Na+/Ca2+ Exchanger (NCX1)
NCX1 is a sarcolemmal ion transporter which mediates the bidirectional movement of calcium ions across the cell membrane. In forward mode, NCX1 extrudes one Na+ ion from the cell in exchange for three Ca2+ ions, and therefore controls cardiac relaxation. Because NCX1 is a passive exchanger, the mode in which it operates (forward = Ca2+ extrusion, reverse = Ca2+ influx) is dependent on multiple variables: the sodium gradient, the membrane potential and the subsarcolemmal free calcium concentration.
Several in vivo studies have advanced the understanding of NCX1’s contribution to cardiac function. Global KO of NCX1 in mice is embryonically lethal , but cardiac-specific NCX1 re-expression is insufficient for embryonic survival , therefore indicating that NCX1 expression out-with the embryonic heart is critical to development. Remarkably, a cardiac-specific NCX1 KO model demonstrated a very modest 20–30% reduction in cardiac contractility due to adaptive responses elsewhere in the myocardium . Increased NCX1 activity is implicated in numerous pathological conditions including heart failure , myocardial ischemia/reperfusion injury  and arrhythmogenesis . It may therefore be possible to target NCX1 for therapeutic benefit in cardiac disease.

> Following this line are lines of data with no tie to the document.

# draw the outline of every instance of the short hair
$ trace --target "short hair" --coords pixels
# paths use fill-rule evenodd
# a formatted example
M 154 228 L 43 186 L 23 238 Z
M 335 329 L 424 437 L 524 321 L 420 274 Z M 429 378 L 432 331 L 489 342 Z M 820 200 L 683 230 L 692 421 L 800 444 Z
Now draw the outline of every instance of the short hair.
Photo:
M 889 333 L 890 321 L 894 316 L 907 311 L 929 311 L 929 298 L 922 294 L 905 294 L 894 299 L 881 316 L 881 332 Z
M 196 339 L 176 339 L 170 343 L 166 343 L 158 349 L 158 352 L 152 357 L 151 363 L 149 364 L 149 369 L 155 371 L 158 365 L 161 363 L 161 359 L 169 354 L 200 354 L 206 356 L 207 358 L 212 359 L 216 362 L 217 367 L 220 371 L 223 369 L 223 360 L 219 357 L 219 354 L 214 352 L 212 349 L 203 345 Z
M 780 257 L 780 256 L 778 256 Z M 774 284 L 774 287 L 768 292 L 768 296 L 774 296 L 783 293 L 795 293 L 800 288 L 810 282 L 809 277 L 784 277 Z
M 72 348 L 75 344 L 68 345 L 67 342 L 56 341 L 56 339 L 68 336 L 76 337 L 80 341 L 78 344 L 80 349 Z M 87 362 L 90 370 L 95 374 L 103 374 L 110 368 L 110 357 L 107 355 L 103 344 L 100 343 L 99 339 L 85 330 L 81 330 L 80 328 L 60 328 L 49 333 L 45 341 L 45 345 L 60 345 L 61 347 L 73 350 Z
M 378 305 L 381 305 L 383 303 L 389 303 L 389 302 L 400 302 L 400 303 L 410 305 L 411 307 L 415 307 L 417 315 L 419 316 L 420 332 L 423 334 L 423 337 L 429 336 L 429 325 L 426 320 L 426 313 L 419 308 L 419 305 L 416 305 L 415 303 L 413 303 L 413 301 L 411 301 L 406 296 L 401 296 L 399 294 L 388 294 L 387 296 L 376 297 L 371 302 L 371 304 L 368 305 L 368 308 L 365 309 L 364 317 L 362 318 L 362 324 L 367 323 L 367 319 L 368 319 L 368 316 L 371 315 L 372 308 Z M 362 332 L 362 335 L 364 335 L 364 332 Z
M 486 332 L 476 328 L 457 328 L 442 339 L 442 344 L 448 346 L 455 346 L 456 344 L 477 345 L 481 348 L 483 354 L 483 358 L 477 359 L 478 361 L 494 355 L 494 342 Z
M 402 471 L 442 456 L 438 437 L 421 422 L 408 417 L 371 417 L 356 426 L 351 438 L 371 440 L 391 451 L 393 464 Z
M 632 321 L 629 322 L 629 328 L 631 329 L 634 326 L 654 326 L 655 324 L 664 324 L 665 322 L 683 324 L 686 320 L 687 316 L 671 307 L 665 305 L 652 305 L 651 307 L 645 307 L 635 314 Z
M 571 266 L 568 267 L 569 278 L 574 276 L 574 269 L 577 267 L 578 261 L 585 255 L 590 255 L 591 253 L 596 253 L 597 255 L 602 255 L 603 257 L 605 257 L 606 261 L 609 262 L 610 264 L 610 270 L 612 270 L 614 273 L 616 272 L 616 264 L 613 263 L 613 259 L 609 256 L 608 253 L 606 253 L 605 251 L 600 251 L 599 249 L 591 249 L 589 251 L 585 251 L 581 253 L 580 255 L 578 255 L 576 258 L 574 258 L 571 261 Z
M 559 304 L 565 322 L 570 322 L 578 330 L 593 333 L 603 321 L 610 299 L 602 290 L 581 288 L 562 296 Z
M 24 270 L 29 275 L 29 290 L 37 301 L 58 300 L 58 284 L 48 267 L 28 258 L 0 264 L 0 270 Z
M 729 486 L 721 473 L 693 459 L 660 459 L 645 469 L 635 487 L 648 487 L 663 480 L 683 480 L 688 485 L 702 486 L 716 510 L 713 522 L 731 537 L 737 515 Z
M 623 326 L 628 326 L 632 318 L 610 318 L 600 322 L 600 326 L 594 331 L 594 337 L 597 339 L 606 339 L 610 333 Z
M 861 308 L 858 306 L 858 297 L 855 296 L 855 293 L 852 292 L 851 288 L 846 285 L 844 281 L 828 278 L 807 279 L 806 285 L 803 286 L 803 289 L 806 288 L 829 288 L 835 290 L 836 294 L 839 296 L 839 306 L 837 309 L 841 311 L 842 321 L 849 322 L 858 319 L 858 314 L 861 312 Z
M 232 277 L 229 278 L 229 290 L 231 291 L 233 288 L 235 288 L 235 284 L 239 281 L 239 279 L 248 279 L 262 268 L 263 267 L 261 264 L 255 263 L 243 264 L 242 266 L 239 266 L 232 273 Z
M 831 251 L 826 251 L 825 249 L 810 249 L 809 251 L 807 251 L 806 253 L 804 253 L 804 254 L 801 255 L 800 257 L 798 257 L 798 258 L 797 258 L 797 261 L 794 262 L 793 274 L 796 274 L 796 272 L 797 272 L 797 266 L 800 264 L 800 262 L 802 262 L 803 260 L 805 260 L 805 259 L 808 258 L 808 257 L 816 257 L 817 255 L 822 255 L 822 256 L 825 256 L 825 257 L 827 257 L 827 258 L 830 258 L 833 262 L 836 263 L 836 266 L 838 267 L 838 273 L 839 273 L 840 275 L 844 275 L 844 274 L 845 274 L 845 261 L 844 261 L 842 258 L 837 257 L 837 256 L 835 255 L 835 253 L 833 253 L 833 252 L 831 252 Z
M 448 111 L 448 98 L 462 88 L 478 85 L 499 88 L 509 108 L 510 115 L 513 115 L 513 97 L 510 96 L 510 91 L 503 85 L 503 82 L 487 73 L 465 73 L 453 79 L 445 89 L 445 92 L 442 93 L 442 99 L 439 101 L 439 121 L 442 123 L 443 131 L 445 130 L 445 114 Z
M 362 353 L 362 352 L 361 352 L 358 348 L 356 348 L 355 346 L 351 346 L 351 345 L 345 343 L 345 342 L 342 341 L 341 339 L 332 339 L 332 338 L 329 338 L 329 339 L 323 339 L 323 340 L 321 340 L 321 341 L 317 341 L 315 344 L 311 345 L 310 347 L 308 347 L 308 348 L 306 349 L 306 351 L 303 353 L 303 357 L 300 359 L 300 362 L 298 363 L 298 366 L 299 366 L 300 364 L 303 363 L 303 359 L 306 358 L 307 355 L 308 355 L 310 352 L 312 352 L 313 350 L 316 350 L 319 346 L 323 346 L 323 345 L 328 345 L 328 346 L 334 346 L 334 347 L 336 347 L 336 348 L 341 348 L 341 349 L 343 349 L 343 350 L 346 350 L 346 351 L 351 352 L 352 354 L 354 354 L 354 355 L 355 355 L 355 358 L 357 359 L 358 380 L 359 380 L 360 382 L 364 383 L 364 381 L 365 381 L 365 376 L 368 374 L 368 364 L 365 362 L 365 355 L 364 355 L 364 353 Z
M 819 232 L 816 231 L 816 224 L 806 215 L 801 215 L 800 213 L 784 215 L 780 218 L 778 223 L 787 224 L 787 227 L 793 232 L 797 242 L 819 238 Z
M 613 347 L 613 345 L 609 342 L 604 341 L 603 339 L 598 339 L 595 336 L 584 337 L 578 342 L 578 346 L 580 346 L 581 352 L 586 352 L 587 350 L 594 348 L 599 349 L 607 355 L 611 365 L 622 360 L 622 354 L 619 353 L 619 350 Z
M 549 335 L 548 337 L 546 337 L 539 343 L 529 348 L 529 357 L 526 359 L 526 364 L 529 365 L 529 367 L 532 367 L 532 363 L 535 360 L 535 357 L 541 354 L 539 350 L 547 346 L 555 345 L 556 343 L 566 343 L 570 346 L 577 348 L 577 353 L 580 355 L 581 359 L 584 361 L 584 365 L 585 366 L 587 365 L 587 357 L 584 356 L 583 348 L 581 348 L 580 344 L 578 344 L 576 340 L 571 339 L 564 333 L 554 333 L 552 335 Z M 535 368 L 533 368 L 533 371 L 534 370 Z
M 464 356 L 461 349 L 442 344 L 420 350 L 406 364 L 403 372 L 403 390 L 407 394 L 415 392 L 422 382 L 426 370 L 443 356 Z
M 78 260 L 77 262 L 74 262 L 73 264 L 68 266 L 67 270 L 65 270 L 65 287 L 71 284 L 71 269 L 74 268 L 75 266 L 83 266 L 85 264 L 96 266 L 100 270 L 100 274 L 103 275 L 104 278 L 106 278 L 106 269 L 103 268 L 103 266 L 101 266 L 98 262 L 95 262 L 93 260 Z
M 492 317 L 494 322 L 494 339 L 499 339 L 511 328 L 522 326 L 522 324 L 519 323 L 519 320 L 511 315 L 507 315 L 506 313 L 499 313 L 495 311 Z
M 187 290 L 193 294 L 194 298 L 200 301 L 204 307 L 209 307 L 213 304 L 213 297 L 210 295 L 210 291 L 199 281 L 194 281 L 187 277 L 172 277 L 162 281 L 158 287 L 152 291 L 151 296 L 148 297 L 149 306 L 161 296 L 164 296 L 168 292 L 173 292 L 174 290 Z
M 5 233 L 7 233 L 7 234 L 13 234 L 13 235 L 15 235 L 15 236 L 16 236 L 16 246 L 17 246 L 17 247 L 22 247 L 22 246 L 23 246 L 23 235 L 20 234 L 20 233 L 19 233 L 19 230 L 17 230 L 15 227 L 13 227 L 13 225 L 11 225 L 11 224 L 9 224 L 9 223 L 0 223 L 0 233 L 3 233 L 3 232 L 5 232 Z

NCX1.1 (the predominant splice variant in cardiac muscle) is palmitoylated at Cys739 within the intracellular loop. NCX1.1 activity is controlled by the availability of phosphatidylinositol 4,5-bisphosphate (PIP2); in the absence of PIP2, NCX1 inactivates. Palmitoylation of NCX1 is not only required for its inactivation but hastens the speed at which the exchanger inactivates . Approximately 60% of NCX1 is palmitoylated in ventricular muscle , suggesting that palmitoylation creates functionally different subpopulations of NCX1 in the heart. Palmitoylation does not control NCX1 trafficking to the cell membrane, nor does it have a profound effect on either the forward and reverse modes . However, by changing the sensitivity of NCX1 to inactivation, palmitoylation does ultimately change NCX1-mediated calcium fluxes in the cell . The role of NCX1 palmitoylation in cardiac function remains unreported; however, our research group is currently investigating this role by conducting a range of biochemical and physiological studies using a novel transgenic mouse model expressing a form of NCX1 that cannot be palmitoylated in the heart.